Megan Steinberg is an experimental composer and abstract turntablist based in London. She works with found sound, chance procedures, graphic scores, quietness and microtonality. As a free improv abstract turntablist, Megan is interested in furthering the repertoire and exploring performance techniques for the instrument. In 2018 she embarked on a Finnish tour with solo turntable material, and has performed with other musicians including Elliot Galvin, Benedict Taylor and Jenn Kirby, and supported Mariam Rezaei. Megan is studying a PhD at Royal Northern College of Music, where she has been appointed the Lucy Hale Doctoral Composer in Association with Drake Music, from 2021. Her project is focused on the creation of works for Disabled musicians, new instruments and AI, placing accessibility at the beginning of the compositional process. Her music has been performed most recently at Kings Place, Grachtenfestival in Amsterdam, Arts by the Sea Festival in Bournemouth and IKLECTIK. She is currently Composer in Residence with CoMA London. Megan has an MMus in Advanced Musical Studies from Royal Holloway University and BMus Composition from Brunel University. She is incredibly proud to have studied with: Colin Riley, Christopher Fox, Jennifer Walshe and Mark Bowden. In 2018, Megan founded and curated Soundling Festival for International Women’s Day in London. In 2023, she was Artistic Director of the Lucy Hale Music & Disability Festival in Manchester. She is a committed advocate for equality and diversity in new and Classical music, and accessibility of live music.
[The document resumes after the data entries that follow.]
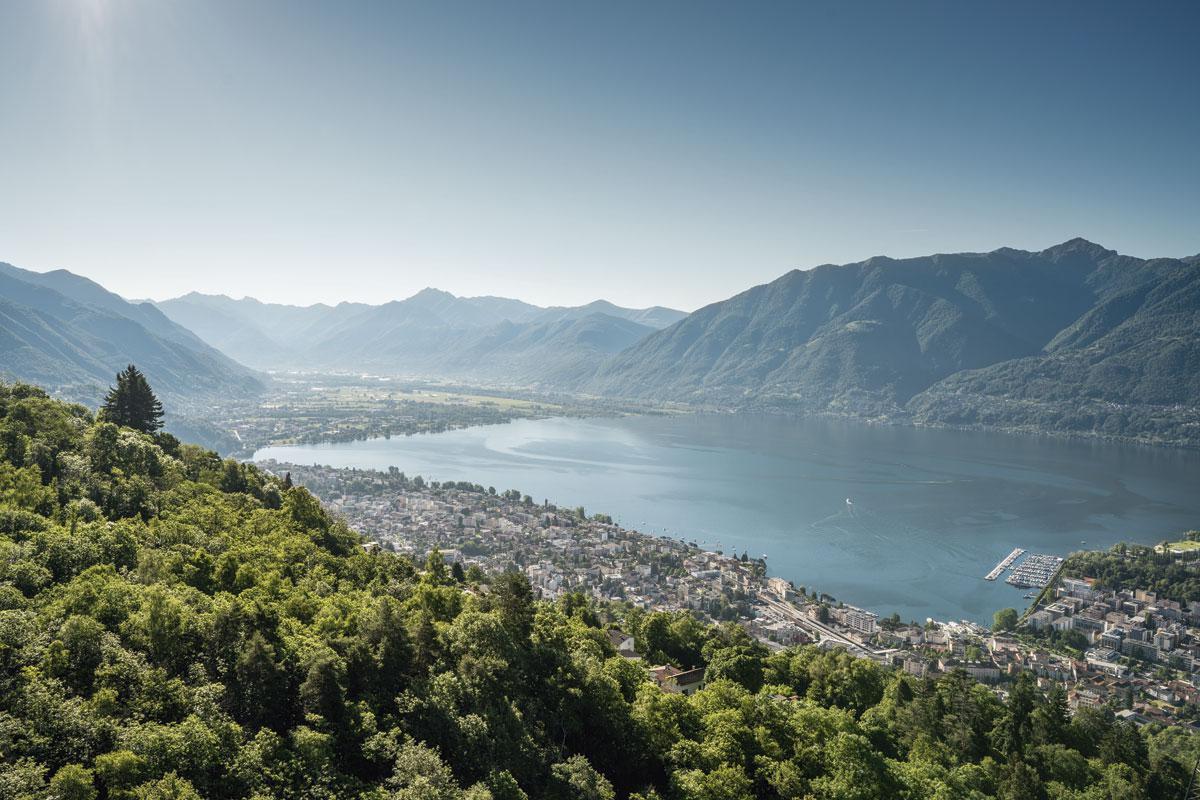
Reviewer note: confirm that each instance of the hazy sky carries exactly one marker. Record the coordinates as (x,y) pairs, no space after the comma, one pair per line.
(647,152)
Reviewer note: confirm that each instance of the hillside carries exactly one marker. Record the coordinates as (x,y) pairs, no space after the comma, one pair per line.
(174,626)
(73,336)
(940,340)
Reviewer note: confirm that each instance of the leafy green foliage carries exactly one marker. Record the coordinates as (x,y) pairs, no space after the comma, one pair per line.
(131,403)
(175,626)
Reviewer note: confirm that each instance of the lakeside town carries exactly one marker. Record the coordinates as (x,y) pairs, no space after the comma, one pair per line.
(1131,650)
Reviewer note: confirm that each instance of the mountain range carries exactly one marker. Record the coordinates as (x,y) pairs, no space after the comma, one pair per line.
(1073,338)
(71,335)
(432,334)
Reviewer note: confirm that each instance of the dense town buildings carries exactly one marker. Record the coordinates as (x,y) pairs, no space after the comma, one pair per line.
(1141,653)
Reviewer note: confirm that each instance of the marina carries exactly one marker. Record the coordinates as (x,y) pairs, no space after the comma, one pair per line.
(1036,571)
(996,571)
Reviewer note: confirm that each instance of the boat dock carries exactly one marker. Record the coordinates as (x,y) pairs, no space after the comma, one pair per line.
(1003,565)
(1036,571)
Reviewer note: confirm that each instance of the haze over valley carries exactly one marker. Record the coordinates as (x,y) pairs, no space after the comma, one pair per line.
(599,401)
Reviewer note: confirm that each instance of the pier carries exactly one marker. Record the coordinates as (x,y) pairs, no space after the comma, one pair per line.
(1003,565)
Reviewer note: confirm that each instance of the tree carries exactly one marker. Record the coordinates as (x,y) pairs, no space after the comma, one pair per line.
(72,782)
(131,402)
(1005,619)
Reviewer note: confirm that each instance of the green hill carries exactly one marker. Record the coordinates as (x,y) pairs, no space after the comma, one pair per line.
(174,626)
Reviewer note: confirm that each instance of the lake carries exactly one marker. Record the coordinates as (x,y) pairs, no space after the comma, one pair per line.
(930,511)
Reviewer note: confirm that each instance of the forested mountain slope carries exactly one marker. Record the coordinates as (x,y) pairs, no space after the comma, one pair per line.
(1065,325)
(72,335)
(174,626)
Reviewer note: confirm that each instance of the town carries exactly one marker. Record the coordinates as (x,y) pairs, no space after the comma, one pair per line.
(1131,650)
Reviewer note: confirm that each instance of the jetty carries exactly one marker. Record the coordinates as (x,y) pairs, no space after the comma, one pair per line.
(1005,564)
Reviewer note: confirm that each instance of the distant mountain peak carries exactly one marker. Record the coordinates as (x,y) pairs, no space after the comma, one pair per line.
(430,293)
(1079,245)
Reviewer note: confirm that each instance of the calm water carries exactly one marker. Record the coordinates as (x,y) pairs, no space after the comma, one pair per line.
(931,512)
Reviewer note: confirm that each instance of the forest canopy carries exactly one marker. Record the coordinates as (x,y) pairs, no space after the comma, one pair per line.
(179,626)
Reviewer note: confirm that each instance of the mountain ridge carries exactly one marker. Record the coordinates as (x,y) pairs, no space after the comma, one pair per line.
(879,337)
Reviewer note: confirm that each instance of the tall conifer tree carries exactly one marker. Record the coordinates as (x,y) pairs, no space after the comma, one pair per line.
(132,403)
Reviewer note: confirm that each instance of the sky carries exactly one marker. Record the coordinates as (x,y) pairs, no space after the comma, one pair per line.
(648,152)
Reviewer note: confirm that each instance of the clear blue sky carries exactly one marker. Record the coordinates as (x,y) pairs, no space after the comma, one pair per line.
(648,152)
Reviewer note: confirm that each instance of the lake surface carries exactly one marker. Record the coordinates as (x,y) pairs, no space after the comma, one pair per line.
(930,512)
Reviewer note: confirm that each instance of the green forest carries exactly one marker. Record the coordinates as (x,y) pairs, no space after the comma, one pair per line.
(179,626)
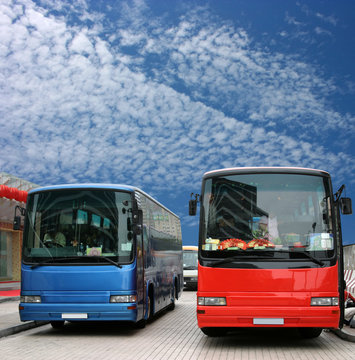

Dafne Vicente-Sandoval is a bassoonist who explores sound through contemporary music interpretation and electroacoustic performance. Her research has translated into an intuitive investigation of the bassoon’s complex acoustical properties, embracing the elusive behavior of overtones as well as the countless possibilities in timbral shadings and idiosyncratic tunings. Her instrumental practice has led to the creation of a significant body of solo pieces in close collaboration with a handful of composers (Éliane Radigue, Jakob Ullmann, Alvin Lucier, Peter Ablinger, Phill Niblock, Catherine Lamb, Tashi Wada). A graduate of the Paris Conservatory and the Musik-Akademie Basel, Vicente-Sandoval currently lives in Paris. She has published essays in Darmstädter Beiträge zur Neuen Musik, Revue et Corrigée, Blank Forms and Sound American magazines. Recent releases include Ullmann's Müntzers stern/Solo II on Edition RZ, Niblock's NuDaf on XI Records and Minos Circuit on Portraits GRM/Shelter Press.


Italian cellist Deborah Walker is a new music performer and improviser based in Berlin. She is interested in multiple forms of music creation related to the exploration of sound and interaction with other art forms. She has played at many festivals such as I Suoni delle Dolomiti, Italia Wave, ZKM in Karlsruhe, Centre Pompidou (Paris and Metz), Festival dʼAvignon, Festival Nomad in MʼHamid (Morocco), Switch ON (Malaysia) and tours regularly in International venues and Festivals. She is a member of ensemble Dedalus and of the improviser orchestra ONCEIM. She has worked with composers like Pascale Criton, Éliane Radigue, Philip Corner and Phill Niblock, both in solo or in ensemble. Since more than a decade Deborah plays regularly with violinist Silvia Tarozzi. Their repertoire includes both contemporary and experimental works, as well as transcriptions of Italian traditional folksongs from their birthplace, the Emilia-Romagna region in Italy. After a Master in Music and sound composition at the University of Paris 8, Deborah completed a PhD at the University of Lorraine on the work of Fluxus artists in Reggio Emilia and Cavriago collaborating with Rosanna Chiessi and her editions Pari&Dispari, with a focus on the work of American cellist Charlotte Moorman.